Sana mı içimi döküyorum yoksa bu dilsiz sağır temiz yüzeye mi onu bile bilmiyorum tam olarak. Yüzey diyorum ve yazarken bir kâğıtla bile temas kurmadığımı yeni farkettim. Peki ya sen. Sen ne kadar farkındasın. Telefonumun not pad i tuşlarla tuşlarda parmaklarımla birleşince metne dönüşüyor. O metin e posta aracılığıyla gazeteye ulaşıyor ve oradan internet sayfasına konuyor. Bir miktar gazeteye basılıyor ama çoğu gibi sen de günü ve saati geldiğinde telefonunun ekranı aracılığıyla o metne ulaşıp okuyorsun.(okuyor musun ondan bile emin değilim)Peki ben daha çok ağaç kurtuluyor diye bu duruma sevinmeli miyim yoksa dokunduğum tadı kokusu hepsinden önemlisi ruhu olan o sayfaların git gide aramızdan çekilmesine üzülmeli miyim bilmiyorum.
Ve sen benim ne kadar umurumdasın. Sana yaranma kaygım beni ben olmaktan ve seni sen olmaktan ne kadar eksiltir ve bu bizim neyimize yarar. Yoksa seni umursamayıp senin için daha iyi bir şey mi yapmış olmalıyım. Biraz rahatsız etsem mi daha iyi senin için yoksa seni hiç kızdırmamaya özen mi göstersem.
Peki bütün bu satırların ne kadarını ben yazıyor olabilirim. Kelimeler uçuşan kelebekler gibi birer birer süzülüp diziliyorlar ve seninle benim aramdaki tek fark ben bunun ilk tanığıyım o kadar.

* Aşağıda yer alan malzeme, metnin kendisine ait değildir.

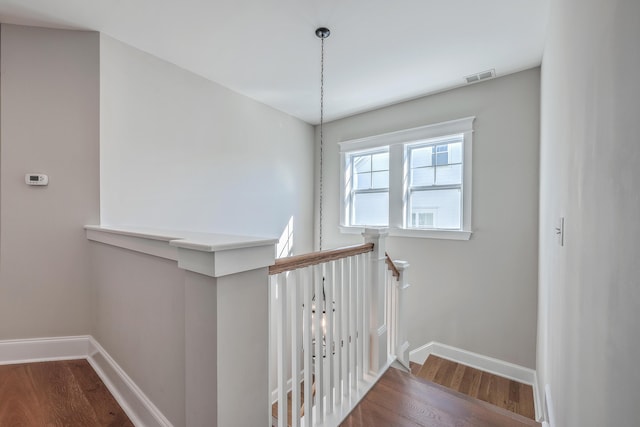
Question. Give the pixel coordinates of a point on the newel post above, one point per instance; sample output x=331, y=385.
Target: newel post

Dünyada yalnız yapılan başka iki eylem var mıdır? Ben yazarken yalnızım ve sen okurken. İkimizde kelimelerin imgelere dönüşmesi sonucu bir şeyler hissediyoruz. Aslında en kıymetli şeyimizi yalnızlığımızı bölüşüyoruz bir bakıma.
Yalnızlık bir tek okuma ve yazma eyleminde bölüşülüyormuş onu farkettim bir de.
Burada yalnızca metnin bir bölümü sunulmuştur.